It seems that any of the three modes from the contract can be active at any point, since their activation only depends on the values of the inputs. We can ask Kind 2 to generate the graph of mode paths up to some depth (5 here):

kind2 --testgen true --testgen_len 5 stopwatch.lus

This will generate the following graph (and a lot of other files we will discuss below but omit for now):

Stopwatch DAG

Stopwatch DAG

The graph confirms our understanding of the specification, each mode can be activated at any time. Say now we made a mistake on the assumption:

assume not (rst or tgl) ;

It is now illegal to reset or start the stopwatch. The graph is generated very quickly as with this assumption the system cannot do anything:

Stopwatch mistake DAG

Stopwatch mistake DAG

N.B. In this simple system, only one mode could be active at a time. This is not the case in general. See for example the mode graphs for the mode logic or the full model of the Transport Class Model (TCM) case study.

Generating test cases

Since Kind 2 can explore the traces of combinations of modes that can be activated from the initial states, generating test cases is simple. Each test case is simply a trace of inputs, or witness, triggering a different path of mode combinations in the DAG discussed above.
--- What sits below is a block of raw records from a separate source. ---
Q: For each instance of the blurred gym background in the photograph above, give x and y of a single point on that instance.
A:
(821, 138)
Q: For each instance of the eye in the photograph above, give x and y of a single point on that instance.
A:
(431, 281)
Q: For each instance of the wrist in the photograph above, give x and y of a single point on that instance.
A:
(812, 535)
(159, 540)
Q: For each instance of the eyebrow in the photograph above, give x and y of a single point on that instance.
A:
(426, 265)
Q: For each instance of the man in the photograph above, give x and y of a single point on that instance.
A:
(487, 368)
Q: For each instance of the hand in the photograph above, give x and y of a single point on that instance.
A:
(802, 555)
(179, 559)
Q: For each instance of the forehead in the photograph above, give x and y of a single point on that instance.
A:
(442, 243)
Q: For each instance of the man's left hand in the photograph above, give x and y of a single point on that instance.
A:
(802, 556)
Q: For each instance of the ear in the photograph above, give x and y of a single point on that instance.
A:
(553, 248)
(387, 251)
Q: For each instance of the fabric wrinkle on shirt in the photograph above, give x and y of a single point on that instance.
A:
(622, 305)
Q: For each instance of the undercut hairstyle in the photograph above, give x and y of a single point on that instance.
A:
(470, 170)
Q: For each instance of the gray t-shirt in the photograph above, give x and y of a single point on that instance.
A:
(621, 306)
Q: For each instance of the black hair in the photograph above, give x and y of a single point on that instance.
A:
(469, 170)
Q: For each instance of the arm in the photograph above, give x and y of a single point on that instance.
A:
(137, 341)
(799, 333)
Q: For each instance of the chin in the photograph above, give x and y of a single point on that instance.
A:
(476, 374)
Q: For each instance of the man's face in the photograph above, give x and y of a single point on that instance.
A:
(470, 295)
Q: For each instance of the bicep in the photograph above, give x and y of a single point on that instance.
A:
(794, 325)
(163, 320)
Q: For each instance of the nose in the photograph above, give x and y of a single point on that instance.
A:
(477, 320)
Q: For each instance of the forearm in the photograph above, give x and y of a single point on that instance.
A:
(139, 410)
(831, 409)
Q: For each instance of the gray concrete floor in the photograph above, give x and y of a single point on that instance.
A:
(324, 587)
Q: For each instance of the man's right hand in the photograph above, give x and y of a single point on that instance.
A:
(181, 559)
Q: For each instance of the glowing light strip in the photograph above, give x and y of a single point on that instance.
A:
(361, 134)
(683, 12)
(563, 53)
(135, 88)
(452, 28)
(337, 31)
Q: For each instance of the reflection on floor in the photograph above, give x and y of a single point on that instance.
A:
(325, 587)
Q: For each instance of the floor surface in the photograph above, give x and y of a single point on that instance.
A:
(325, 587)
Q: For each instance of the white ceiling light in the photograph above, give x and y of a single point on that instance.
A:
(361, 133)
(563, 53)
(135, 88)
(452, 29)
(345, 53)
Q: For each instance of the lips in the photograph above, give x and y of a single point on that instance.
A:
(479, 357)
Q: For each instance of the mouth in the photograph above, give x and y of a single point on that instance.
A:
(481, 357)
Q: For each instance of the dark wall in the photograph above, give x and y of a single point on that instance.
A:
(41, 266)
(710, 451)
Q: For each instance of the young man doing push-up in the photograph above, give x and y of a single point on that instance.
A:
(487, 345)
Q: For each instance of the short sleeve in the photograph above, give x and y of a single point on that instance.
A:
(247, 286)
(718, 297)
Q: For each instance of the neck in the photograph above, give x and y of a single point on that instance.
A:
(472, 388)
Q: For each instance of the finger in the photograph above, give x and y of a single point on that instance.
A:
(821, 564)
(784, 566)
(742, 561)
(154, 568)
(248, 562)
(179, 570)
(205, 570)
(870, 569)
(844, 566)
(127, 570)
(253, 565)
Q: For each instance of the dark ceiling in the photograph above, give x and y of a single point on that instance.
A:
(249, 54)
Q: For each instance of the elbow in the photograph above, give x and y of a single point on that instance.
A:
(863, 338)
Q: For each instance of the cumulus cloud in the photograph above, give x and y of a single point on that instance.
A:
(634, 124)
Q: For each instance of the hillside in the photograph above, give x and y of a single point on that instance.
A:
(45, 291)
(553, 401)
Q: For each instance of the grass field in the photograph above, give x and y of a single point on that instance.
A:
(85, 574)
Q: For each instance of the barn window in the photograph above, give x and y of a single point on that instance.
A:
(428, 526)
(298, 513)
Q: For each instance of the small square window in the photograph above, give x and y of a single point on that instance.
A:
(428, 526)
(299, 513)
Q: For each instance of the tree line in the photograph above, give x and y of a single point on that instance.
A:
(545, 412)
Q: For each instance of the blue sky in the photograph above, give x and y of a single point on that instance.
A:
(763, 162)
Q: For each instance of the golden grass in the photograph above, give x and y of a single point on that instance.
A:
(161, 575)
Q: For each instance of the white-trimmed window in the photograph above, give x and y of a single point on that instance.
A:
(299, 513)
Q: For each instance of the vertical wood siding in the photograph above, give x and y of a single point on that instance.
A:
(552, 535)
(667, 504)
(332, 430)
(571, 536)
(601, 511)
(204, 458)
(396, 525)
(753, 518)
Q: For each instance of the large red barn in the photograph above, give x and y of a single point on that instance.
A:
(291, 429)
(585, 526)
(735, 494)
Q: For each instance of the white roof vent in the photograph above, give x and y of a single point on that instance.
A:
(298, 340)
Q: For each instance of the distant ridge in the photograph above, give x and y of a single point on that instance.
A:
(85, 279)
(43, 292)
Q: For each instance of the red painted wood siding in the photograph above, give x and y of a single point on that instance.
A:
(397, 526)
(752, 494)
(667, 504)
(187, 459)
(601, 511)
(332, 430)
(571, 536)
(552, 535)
Each witness is logged in CSV file. A glue XML file lists all the test cases and provides additional information such as the trace of mode combinations they triggered in the model.

But aren’t the witnesses still based on how the model is written?

Yes they are. There is no way to completely abstract the model/prototype away, nor is it desirable. Generating test cases solely on the specification is not realistic unless the specification is extremely strong and precise, which it very rarely is. (Also, if it was, it would arguably be easier to produce the object code as a refinement of the specification using the B-method for instance.)

Oracle generation

The point of generating these test cases is to eventually run them on an executable version of the model to check whether it crashes and respects the specification.

For convenience, Kind 2 automatically generates an executable oracle along with the test cases. It takes the form of a Rust project in the oracle subdirectory of the Kind 2 output directory. The best way to learn about how this oracle behaves is to generate and read its documentation by running cargo doc in said subdirectory and opening target/doc/<system>/index.html.

The idea is that this oracle will read comma-separated values on its standard input. These values correspond to the inputs fed to the System Under Test (SUT), followed by the values returned by the SUT. The oracle prints back the truth values of the guarantees / modes of the original contract as comma-separated values. (How the outputs are organized depends on your system and is currently not standardized. Refer to the oracle’s documentation.)

Keeping in mind a test case is a sequence of input values each corresponding to a step or cycle for the SUT, the workflow is

  • read inputs ins for current step from the test case file

  • feed it to the SUT, obtaining some outputs outs

  • write ins and outs as comma-separated values on the oracle’s standard input

  • read the truth values for the original contract on the oracle’s standard output

Note: In general, the values for the contract depend on previous values of the SUT’s inputs / outputs. In the workflow described above, the oracle keeps running between each step so that it can remember the information it needs from the previous steps to produce the next guarantee/mode truth values.

An example of a Test Execution Engine

A Test Execution Engine (TEE) compatible with Kind 2’s test cases and oracles is available here:

Teas is written in Python, and is able to compare a binary with Kind 2’s test cases using the oracle described above.

Disclaimer: Like Kind 2’s test generation feature, Teas is in an experimental and unstable state.